From left: Andy Mayo, Jess Tomalin, John Greaves. Image courtesy – John Greaves.

The HoverAid story began back in 1969 when it was discovered that hovercrafts were the perfect solution for navigating tricky terrain – gliding over shallow waters, river systems, rapids, sandbanks, mudflats, ice and swamps where ordinary boats can’t go. “We officially became a charity in 1991, and since then, we’ve been dedicated to one clear goal: reaching the unreachable,” Greaves says.

HoverAid is supporting several locations in Madagascar and has three hovercraft there, as well as a fleet of 4*4 vehicles and two off-road Unimog trucks which double up as mobile clinics. “If it is medical work that is needed, we take a team of clinicians, doctors, dentists, ophthalmologists and ultrasound people out there with their medical kit. We have 80 Malagasy medics who volunteer with us for six weeks of the year from the main hospitals in the capital. We have computed that 17,464 people received care through our efforts in 2025.”

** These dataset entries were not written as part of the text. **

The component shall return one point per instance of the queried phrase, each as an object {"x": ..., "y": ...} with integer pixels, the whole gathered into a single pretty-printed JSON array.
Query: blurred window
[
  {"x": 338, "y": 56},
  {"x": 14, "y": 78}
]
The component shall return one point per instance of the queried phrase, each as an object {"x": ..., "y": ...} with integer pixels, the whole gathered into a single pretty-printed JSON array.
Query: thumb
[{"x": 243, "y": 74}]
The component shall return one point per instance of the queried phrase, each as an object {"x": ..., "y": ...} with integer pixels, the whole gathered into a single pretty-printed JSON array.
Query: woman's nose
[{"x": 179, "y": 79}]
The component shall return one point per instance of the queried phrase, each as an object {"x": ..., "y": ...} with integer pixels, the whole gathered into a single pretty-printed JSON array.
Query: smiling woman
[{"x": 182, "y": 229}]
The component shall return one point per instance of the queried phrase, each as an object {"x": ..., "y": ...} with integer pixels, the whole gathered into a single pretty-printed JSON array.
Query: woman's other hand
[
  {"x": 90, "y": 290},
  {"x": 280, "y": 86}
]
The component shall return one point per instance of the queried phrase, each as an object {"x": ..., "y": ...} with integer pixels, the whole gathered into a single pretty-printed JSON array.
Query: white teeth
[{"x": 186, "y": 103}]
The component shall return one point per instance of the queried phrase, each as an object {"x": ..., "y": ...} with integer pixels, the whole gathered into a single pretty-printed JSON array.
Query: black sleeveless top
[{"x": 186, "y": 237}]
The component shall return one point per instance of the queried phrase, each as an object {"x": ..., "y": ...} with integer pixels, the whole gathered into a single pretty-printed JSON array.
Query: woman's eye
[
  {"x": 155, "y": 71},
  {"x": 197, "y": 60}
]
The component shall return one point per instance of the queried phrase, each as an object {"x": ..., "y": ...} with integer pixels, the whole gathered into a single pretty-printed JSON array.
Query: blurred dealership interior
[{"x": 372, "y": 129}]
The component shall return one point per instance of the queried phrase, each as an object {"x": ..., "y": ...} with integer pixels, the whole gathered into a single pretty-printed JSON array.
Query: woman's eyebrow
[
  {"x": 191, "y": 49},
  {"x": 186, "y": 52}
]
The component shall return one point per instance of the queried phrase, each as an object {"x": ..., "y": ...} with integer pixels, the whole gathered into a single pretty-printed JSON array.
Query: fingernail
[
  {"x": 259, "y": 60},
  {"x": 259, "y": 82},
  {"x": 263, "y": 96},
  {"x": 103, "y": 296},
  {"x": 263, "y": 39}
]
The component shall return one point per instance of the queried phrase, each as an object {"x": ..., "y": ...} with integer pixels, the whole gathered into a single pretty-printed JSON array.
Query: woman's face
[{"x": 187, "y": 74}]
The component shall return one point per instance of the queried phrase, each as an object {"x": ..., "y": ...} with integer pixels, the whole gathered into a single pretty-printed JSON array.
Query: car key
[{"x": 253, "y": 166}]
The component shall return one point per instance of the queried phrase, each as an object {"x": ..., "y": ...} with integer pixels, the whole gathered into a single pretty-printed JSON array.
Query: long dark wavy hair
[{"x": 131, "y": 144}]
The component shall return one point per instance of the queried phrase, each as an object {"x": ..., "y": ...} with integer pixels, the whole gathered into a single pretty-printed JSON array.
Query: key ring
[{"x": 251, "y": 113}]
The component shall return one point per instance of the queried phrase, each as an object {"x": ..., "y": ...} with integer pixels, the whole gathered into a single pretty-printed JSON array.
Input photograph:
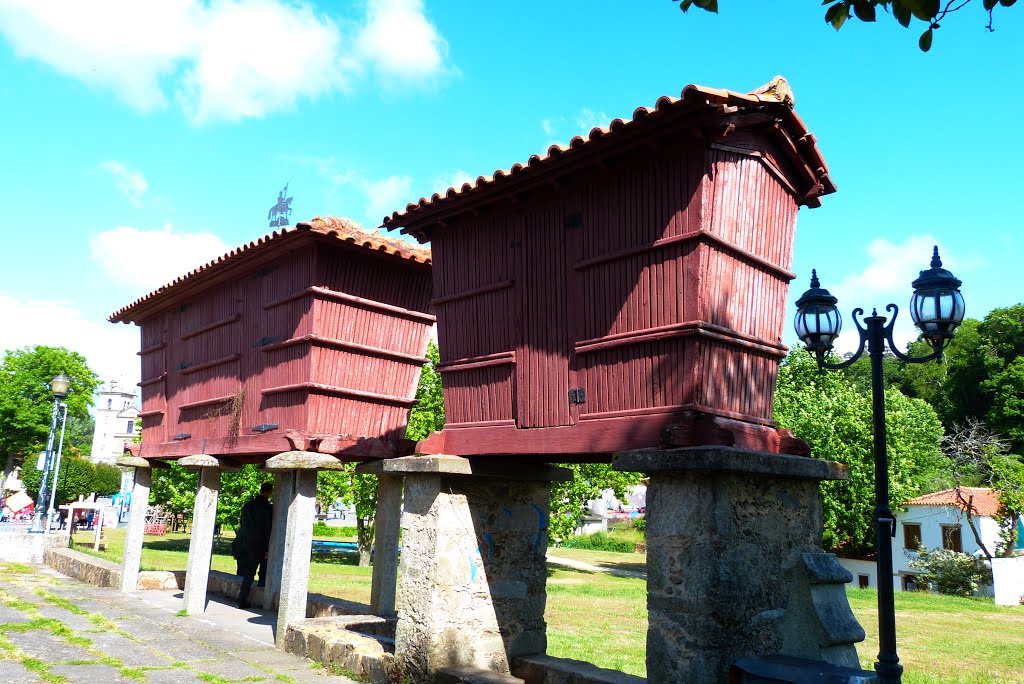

HoverAid’s support for Madagascar is unstinting but it also costly. Given the conditions in which its teams and volunteers work in isolated places across the island, and those that the inhabitants they are helping are forced to endure just to stay alive, it has to be hoped that this region’s corporate communities and others elsewhere internationally will want to get involved: And not only step up to the plate but put large donations into it – in cash or kind!